Pia Le Cannu

Yoga spirit

yoga
« J’ai découvert sur mon visage un sourire que je n’avais pas eu depuis très longtemps. » Quand la jeune working woman, Pia, croise le chemin du yoga, c’est un apaisement instantané et un appel à l’enseigner. Rencontre...zen.

Par Claire Bonnot

Le rythme parisien frénétique, l’étourdissement dans le boulot et la non-écoute de son corps ont poussé Pia Le Cannu à s’aventurer dans l’univers d’une pratique sportive adepte du mens sana in corpore sano : le yoga. Solaire, passionnée et désireuse de transmettre cette nourrissante philosophie de vie, la professeure de yoga trentenaire offre d’entrer dans l’univers tant recherché de la connaissance de soi et du bien-être absolu. Un voyage intérieur à mettre sur le tapis.

Tu as d’abord été attachée de presse avant de te consacrer pleinement au yoga comme pratiquante et, très vite, comme professeure. En quoi le yoga a été une évidence dans ta vie ?

Je prenais mon travail très à cœur, jusqu’à m’oublier. C’est mon corps qui, stressé et noué, m’a demandé de revenir à une attention plus clémente envers lui, c’est ainsi que j’ai commencé le yoga.

Auparavant, ma pratique du sport avait toujours été très énergique, presque explosive : j’ai grandi en pratiquant le karaté – mes trois frères m’ont rendue bien dynamique ! Puis j’ai fait de la boxe thaï, durant une courte durée, mais qui a été très importante dans ma vie. En démarrant le yoga, j’ai eu la chance de tomber sur des professeurs dont les enseignements m’ont tout de suite parlé. Ce qui m’a plu avec cette discipline, ça a été de trouver le lien entre mon corps, mon souffle et mon esprit. J’avais besoin d’être à l’intérieur de moi. De trouver que dans mon corps, limité par essence, il y avait quelque chose d’absolu.
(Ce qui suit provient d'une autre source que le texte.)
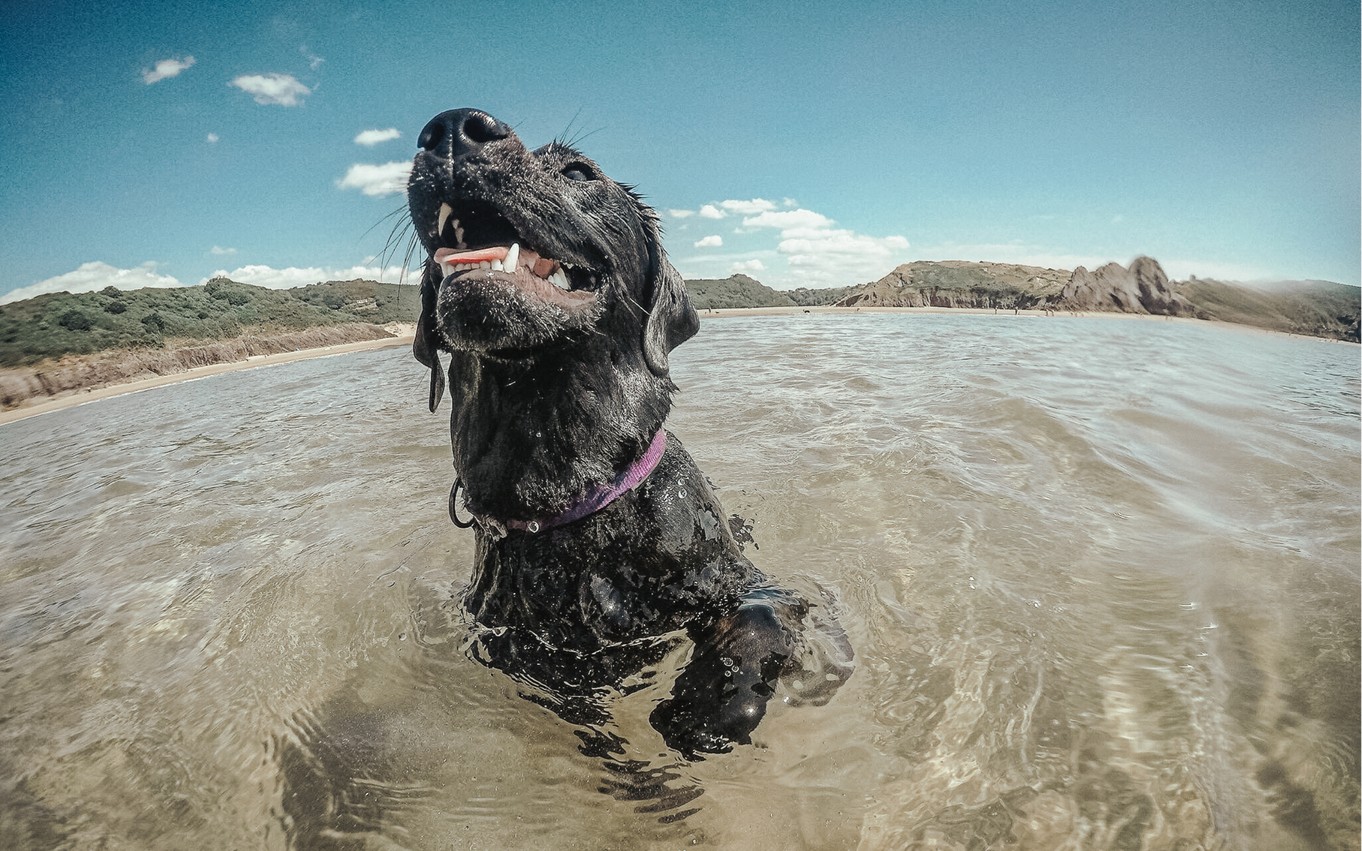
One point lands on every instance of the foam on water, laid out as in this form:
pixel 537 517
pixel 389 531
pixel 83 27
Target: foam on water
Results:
pixel 1102 579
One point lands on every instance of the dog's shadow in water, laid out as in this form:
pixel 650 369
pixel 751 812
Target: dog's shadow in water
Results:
pixel 380 749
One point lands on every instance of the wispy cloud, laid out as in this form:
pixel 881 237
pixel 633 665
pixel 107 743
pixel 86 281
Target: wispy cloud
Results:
pixel 719 210
pixel 747 207
pixel 377 180
pixel 273 89
pixel 296 275
pixel 96 275
pixel 371 138
pixel 819 253
pixel 165 68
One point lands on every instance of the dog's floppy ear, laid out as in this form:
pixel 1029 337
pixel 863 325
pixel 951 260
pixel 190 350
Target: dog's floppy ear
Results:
pixel 426 345
pixel 672 320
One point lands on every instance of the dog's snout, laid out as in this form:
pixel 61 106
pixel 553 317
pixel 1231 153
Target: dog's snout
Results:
pixel 459 132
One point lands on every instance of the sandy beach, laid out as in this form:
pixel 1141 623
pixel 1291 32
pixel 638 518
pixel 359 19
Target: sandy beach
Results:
pixel 86 396
pixel 405 336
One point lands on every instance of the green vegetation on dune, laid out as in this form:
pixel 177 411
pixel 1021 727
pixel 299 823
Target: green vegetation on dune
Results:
pixel 151 319
pixel 83 323
pixel 1315 308
pixel 734 292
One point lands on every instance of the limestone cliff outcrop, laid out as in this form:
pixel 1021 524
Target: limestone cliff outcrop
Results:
pixel 1143 287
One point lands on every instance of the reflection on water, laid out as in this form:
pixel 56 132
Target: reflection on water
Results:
pixel 1102 580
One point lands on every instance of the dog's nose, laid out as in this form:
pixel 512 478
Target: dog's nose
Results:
pixel 459 132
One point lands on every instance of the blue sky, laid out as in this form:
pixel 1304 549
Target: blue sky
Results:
pixel 808 145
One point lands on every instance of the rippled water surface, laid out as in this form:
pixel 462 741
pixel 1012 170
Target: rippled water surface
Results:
pixel 1102 580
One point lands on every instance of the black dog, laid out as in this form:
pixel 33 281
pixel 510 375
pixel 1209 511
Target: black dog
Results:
pixel 597 534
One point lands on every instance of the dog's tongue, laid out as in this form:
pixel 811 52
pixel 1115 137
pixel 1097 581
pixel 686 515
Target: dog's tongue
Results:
pixel 476 255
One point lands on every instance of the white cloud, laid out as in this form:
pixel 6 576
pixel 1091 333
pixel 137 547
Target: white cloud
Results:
pixel 296 277
pixel 96 275
pixel 273 89
pixel 821 255
pixel 371 138
pixel 748 207
pixel 789 219
pixel 165 68
pixel 376 180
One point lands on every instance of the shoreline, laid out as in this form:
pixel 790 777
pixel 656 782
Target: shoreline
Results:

Grâce à une amie danseuse et adepte de yoga, j’ai commencé une formation en 2015-2016 à l’issue de laquelle j’ai donné un cours test aux autres élèves. J’ai découvert sur mon visage un sourire que je n’avais pas eu depuis très longtemps. C’est à partir de là que j’ai senti que je devais me lancer en tant que professeure de yoga.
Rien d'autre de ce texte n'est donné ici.